Через час появился Гойтемир. Турс по его глазам понял, что дела плохи. Гойтемир с досадой махнул рукой.
— Опоздали мы с прошением. Сказали: есть царский указ и его никто не может отменить. Не только твоя, а вся земля, которую отняли у наших, отныне навсегда будет принадлежать тем, кто на ней поселен. Поедем на базар. Мне кое что нужно купить для дома, — сказал он, меняя тему разговора, и направился к своей лошади.
И снова двинулись они по улицам месить грязь. Один — конем, другой — ногами. Один зная, зачем едет, другой — не зная, зачем идет, зачем живет и что будет делать.
— В канцелярии говорили: сегодня на базар прибыли орштхоевцы и назрановцы[21], которые уходят в Турцию.
Турс слышал о том, что многие черкесы, чеченцы, орштхоевцы, не желая покориться русскому царю, едут в Турцию. Но чтоб ингуши уезжали, такого еще никто не слыхал.
На базаре стоял многоголосый шум. Грязь здесь переливалась и хлюпала под ногами жидким месивом. Арбы располагались рядами. Где торговали зерном, где мукой, где птицей. Поодаль — подводы с дровами, скотина. А еще дальше стойбище переселенцев: подводы и арбы, крытые кибитками, скотина, дети, костры, треноги с котлами.
Тревожно сжималось сердце при виде людей, которые навсегда уходили в чужие края.
Гойтемир и Турс направились к ним.
Весь базар был взволнован этим событием.
Люди подходили к переселенцам, чтоб поговорить, проститься.
Мужчина лет пятидесяти, с большой черно-рыжей бородой, в рваном бешмете громко говорил, обращаясь к народу:
— Мы — мусульмане. А те, которые остаются, — это рабы свиноедов и будущие свиноеды. Мы — мусульмане! — Он возвысил голос и сверкнул глазами, в которых горел фанатичный огонь. — И мы едем к мусульманским братьям, к самому султану! Имам пленен, но газават продолжается! И кто не доберется до страны, отмеченной знаком пророка, кто умрет на пути к вере, тот будет в раю, как и те, что погибли в священной войне. А кто доберется, тот под зеленым знаменем Мухаммеда еще вернется сюда с оружием в руках!

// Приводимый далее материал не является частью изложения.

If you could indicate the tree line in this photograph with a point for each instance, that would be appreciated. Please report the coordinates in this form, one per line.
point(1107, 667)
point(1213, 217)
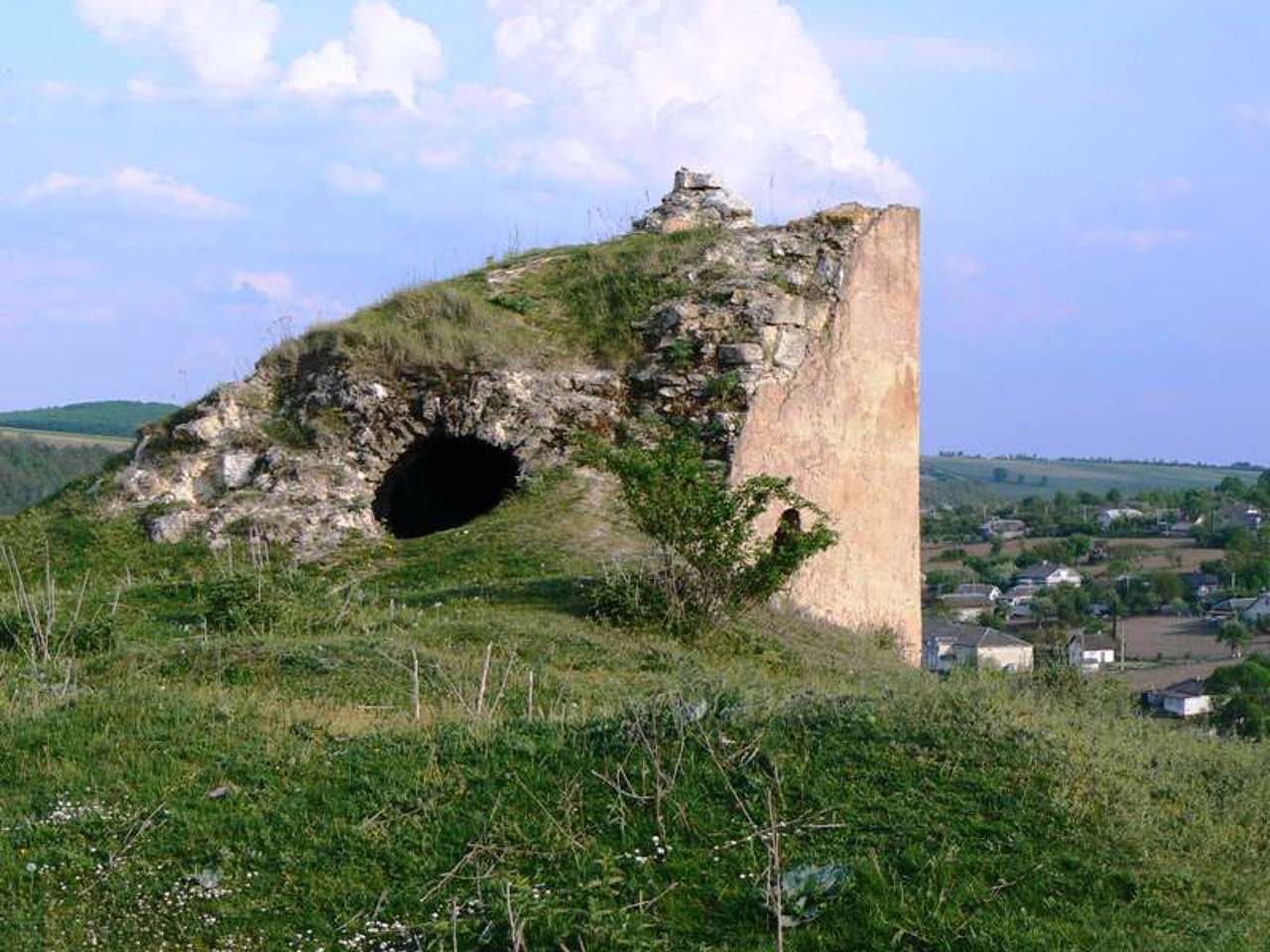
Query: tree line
point(32, 470)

— Ты говоришь слова, которые услышал от других, — возразил ему горец из задних рядов. Хромая, он пробился вперед. — Кто был в Турции? Кто знает, что там? Кто нас туда зовет? Это здесь придумали! Дураков ищут, чтоб мы им землю оставили! Лучше здесь, на своей земле, быть нищим, чем быть султаном в чужом краю! — Хромой выразительно поднял к небу палец и выставил вперед острую бороду.
— А что делать, если нет у меня земли? — неожиданно спросил его Турс.